Of 522,788 suitable entries, about 51% were appropriate, with complete frailty scores. Frail Patients (CFS ≥ 5) were older than non-frail patients (CFS ≤ 4), (mean [SD] age 72.5 [14.2] vs. 60.4 [17.6] years), with higher APACHE III scores (mean [SD] APACHE III-j score 61 [23] vs. 45 [21]), more frequently were female, and admitted with medical (e.g., sepsis) vs surgical (e.g., trauma) etiologies. These characteristics were positively correlated with increasing frailty. A total of 4.3% (2190 of 50,814) with frailty and 3% (6624 of 218,971) patients without frailty showed PerCI (P < 0.001). The risk of PerCI was analogous to frailty degree; 4.8% of patients with CFS 7–8 vs 2.8% of patients with CFS 1–2 developed PerCI. In persons with PerCI, 30.5% died in hospitals with frailty vs 18% without frailty (< 0.001). Distinctively, PerCI and high frailty groups showed two to four-fold increased odds of ICU and higher in-hospital mortality (which also heightened over time) than lower frailty groups. Of patients admitted to an ICU, 3.3% developed PerCI and utilised 23.3% of all ICU bed-days and 9.9% of all hospital bed-days. A transition point of PerCI onset was identified after 10 days in the ICU, and varied little by the severity of frailty. 

This study found that frail patients are at increased risk of PerCI, with consequential higher resource utilisation, ICU admissions and ICU bed requirements. Even though severely frail patients, have a high tendency to develop PerCI, this transition point remains constant with increasing mortality from the fifth ICU admission day onward. 


STUDY STRENGTHS & LIMITATIONS

Strengths

  • A proven method for investigating persistent critical illness is now established in various groups and individual characteristics.
  • This is one of the largest frailty and PerCI population studies, including more than 250000 patients from 168 ICUs. 
  • This study is also indicative of updated ICU disciplines since the enrollment took place in the last 5 years.

Limitations

  • Essentially 50% of the suitable patients provided insufficient frailty data. Nonetheless, demographic and outcome characteristics among them were comparable.
  • Scores of the severity of illness were used exclusively on ICU admission, without re-estimation on the following days, yet this is compatible with the frailty- PerCI literature.
  • This study did not calculate if and how the withdrawal of support or treatment restrictions affected the increased mortality with frailty in the ICUs. Nonetheless, ICU and hospital LOS were practically twice in high frailty groups compared to low frailty. Also, since the database comprised entirely of patients admitted to the ICU, it was impossible to factor in frailty on triage prior to ICU or after hospital discharge.  

TAKE-HOME MESSAGES

Persistent Critical Illness progression and outcomes are directly influenced by frailty. Therefore, frailty assessment on ICU admission becomes more appropriate as ICU and hospital LOS increases. Additional studies are required to explore the interaction of age, frailty and supplementary characteristics and formulate predictive tools for the long-term results and resource utilization of older survivors with PerCI, since frailty is significantly more prevalent in these cases.
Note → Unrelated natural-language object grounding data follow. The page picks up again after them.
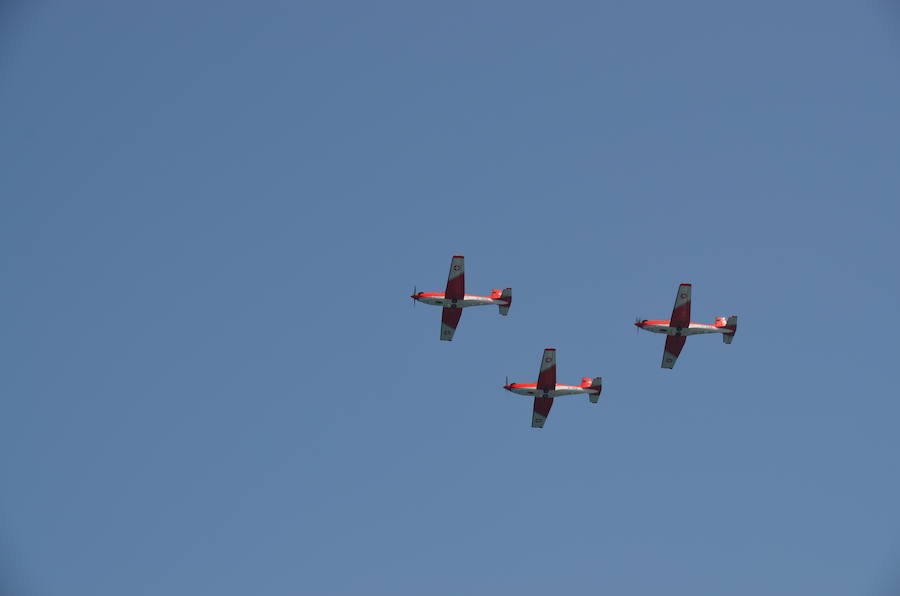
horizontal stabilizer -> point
(731, 323)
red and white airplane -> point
(680, 326)
(454, 299)
(546, 389)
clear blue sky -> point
(213, 381)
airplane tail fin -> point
(507, 296)
(730, 323)
(595, 385)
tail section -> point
(507, 296)
(731, 324)
(595, 386)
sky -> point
(214, 381)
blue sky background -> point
(211, 216)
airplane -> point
(454, 299)
(546, 388)
(680, 326)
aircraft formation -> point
(546, 389)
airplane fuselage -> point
(692, 329)
(532, 390)
(438, 299)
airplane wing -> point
(674, 343)
(456, 281)
(547, 376)
(449, 321)
(681, 314)
(542, 407)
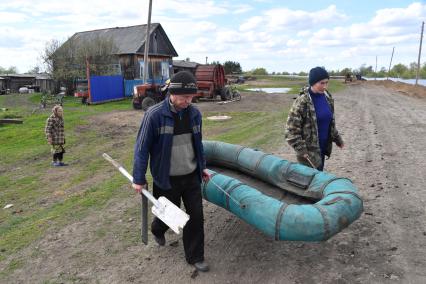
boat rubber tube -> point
(338, 205)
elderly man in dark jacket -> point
(170, 138)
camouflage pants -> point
(56, 149)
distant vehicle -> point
(348, 78)
(23, 90)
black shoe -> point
(201, 266)
(161, 241)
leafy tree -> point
(232, 67)
(10, 70)
(398, 70)
(67, 61)
(34, 70)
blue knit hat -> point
(317, 74)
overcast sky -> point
(277, 35)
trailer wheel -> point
(147, 103)
(226, 94)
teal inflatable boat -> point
(335, 200)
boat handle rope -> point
(227, 194)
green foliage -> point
(67, 61)
(10, 70)
(232, 67)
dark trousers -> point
(58, 156)
(188, 189)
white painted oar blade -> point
(170, 214)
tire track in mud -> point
(390, 211)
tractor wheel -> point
(226, 94)
(147, 103)
(137, 104)
(236, 95)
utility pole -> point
(375, 71)
(420, 53)
(147, 37)
(393, 49)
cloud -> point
(281, 19)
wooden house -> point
(128, 57)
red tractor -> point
(211, 83)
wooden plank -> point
(11, 121)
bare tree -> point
(67, 61)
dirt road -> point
(385, 152)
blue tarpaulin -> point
(106, 88)
(128, 86)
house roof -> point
(185, 64)
(5, 76)
(128, 40)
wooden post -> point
(420, 53)
(147, 37)
(375, 71)
(88, 80)
(390, 63)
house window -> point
(165, 70)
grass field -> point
(46, 199)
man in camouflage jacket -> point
(55, 135)
(302, 132)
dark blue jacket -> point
(155, 140)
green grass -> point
(26, 176)
(253, 129)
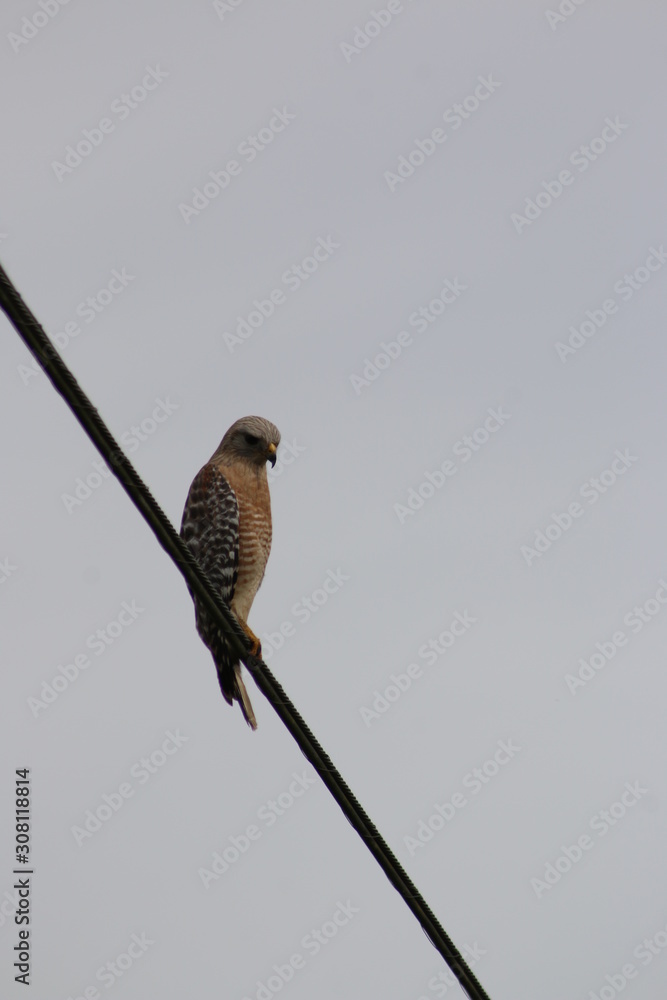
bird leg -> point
(256, 646)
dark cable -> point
(34, 337)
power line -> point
(34, 337)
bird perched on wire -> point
(227, 527)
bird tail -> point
(241, 695)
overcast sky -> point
(428, 241)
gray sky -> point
(427, 240)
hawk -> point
(227, 527)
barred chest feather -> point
(251, 488)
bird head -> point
(251, 439)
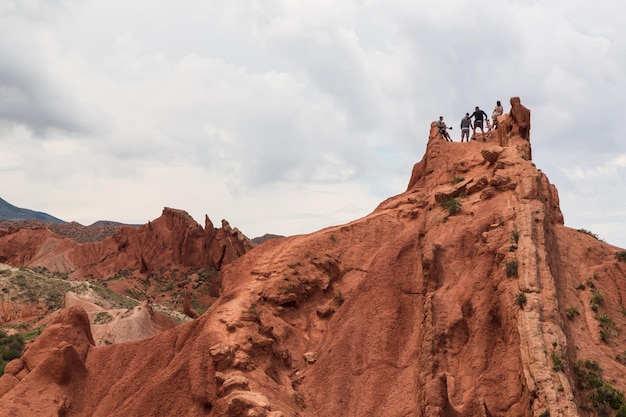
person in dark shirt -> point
(497, 111)
(478, 116)
(443, 129)
(466, 125)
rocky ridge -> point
(463, 296)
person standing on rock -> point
(478, 116)
(466, 125)
(443, 129)
(497, 111)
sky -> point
(288, 116)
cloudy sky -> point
(287, 116)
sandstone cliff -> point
(463, 296)
(172, 239)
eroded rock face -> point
(174, 238)
(413, 310)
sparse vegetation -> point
(11, 347)
(607, 327)
(103, 317)
(298, 398)
(339, 298)
(621, 358)
(596, 299)
(601, 397)
(520, 299)
(511, 268)
(557, 362)
(590, 233)
(252, 310)
(453, 205)
(572, 312)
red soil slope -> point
(414, 310)
(172, 239)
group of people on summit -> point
(479, 117)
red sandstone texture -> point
(410, 311)
(173, 239)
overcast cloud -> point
(287, 116)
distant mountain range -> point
(8, 212)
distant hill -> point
(8, 212)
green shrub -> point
(572, 312)
(511, 268)
(520, 299)
(557, 362)
(596, 300)
(453, 205)
(602, 397)
(590, 233)
(339, 298)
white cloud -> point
(283, 116)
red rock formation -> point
(454, 298)
(174, 238)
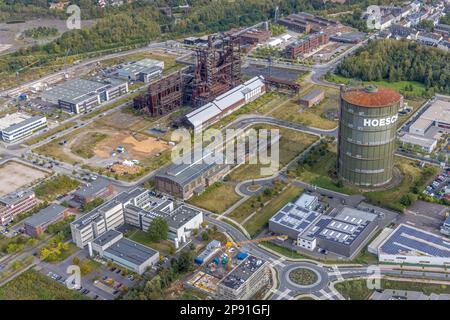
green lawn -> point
(32, 285)
(254, 203)
(85, 147)
(50, 189)
(357, 289)
(426, 288)
(259, 220)
(217, 198)
(413, 175)
(165, 247)
(67, 253)
(292, 111)
(291, 144)
(354, 289)
(399, 86)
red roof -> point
(366, 98)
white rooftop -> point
(305, 200)
(438, 111)
(12, 119)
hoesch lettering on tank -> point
(367, 131)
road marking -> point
(338, 273)
(278, 262)
(284, 294)
(324, 293)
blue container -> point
(241, 255)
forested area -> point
(141, 21)
(397, 61)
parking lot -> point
(111, 278)
(425, 215)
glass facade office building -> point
(367, 132)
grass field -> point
(399, 86)
(217, 198)
(32, 285)
(255, 202)
(413, 175)
(255, 224)
(50, 189)
(357, 289)
(84, 147)
(318, 173)
(165, 247)
(292, 111)
(354, 289)
(291, 144)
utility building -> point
(367, 133)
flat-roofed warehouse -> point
(38, 223)
(437, 114)
(342, 234)
(81, 95)
(125, 252)
(312, 98)
(244, 281)
(16, 126)
(408, 244)
(143, 70)
(185, 180)
(426, 144)
(226, 103)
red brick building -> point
(305, 45)
(15, 203)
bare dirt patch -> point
(15, 175)
(137, 146)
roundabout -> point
(303, 277)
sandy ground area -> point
(14, 175)
(137, 146)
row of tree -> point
(397, 61)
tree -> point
(158, 229)
(76, 261)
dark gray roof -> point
(46, 215)
(106, 237)
(15, 197)
(131, 251)
(185, 173)
(312, 94)
(91, 189)
(180, 216)
(23, 123)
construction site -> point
(215, 70)
(218, 265)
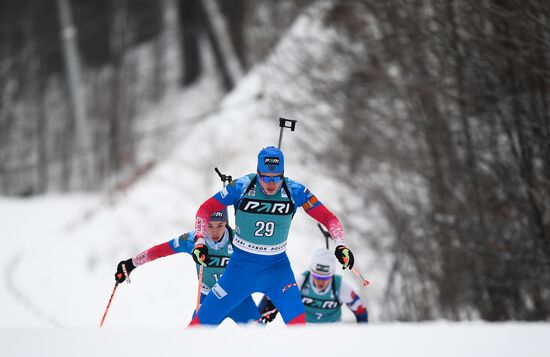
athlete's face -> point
(270, 182)
(321, 284)
(215, 230)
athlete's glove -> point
(269, 313)
(200, 254)
(344, 256)
(127, 265)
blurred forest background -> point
(437, 111)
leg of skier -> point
(233, 287)
(246, 312)
(280, 286)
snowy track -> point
(426, 340)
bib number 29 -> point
(264, 229)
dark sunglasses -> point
(268, 179)
(321, 277)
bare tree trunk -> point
(73, 73)
(227, 55)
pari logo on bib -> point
(271, 160)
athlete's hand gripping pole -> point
(283, 124)
(353, 269)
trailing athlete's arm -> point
(309, 202)
(226, 197)
(177, 245)
(322, 215)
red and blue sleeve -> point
(308, 201)
(226, 197)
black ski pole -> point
(224, 178)
(355, 271)
(325, 233)
(283, 124)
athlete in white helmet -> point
(323, 293)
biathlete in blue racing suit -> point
(265, 204)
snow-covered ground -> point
(58, 256)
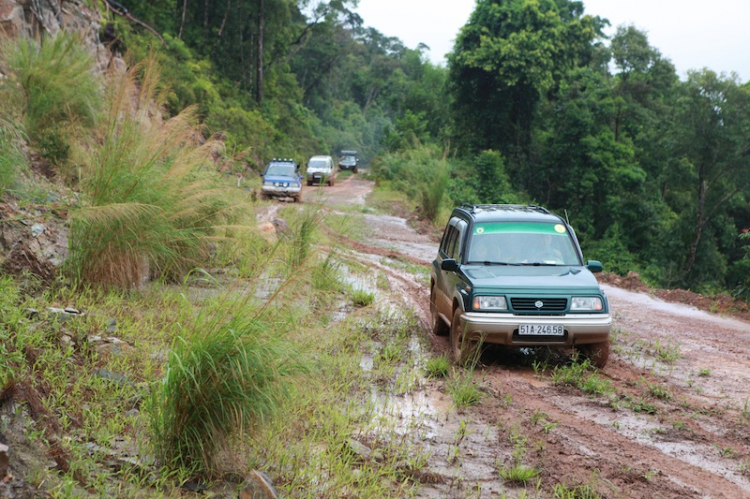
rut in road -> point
(674, 420)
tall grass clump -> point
(11, 160)
(423, 172)
(56, 88)
(228, 372)
(153, 202)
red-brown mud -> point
(673, 421)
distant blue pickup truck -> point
(348, 161)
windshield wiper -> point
(488, 263)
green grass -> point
(518, 474)
(11, 161)
(438, 367)
(153, 208)
(585, 491)
(55, 88)
(583, 376)
(227, 372)
(658, 391)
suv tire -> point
(439, 327)
(465, 352)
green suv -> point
(514, 275)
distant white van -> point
(320, 169)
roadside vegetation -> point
(179, 348)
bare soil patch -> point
(673, 422)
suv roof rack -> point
(519, 207)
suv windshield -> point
(519, 243)
(281, 169)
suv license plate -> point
(541, 329)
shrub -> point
(423, 173)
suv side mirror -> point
(449, 264)
(594, 266)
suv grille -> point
(549, 304)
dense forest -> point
(536, 105)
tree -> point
(506, 57)
(710, 133)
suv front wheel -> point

This article review was prepared and submitted by Dimitrios Papadopoulos MD, MSc, PhD, Consultant in Intensive Care Medicine, General Hospital of Larisa, Larisa, Greece, on behalf of the ESICM Journal Review Club.


REFERENCES

Darvall J.N. et al. Impact of frailty on persistent critical illness: a population-based cohort study. Intensive Care Med. 2022 Mar;48(3):343-351. doi: 10.1007/s00134-022-06617-0. Epub 2022 Feb 4. PMID: 35119497; PMCID: PMC8866256.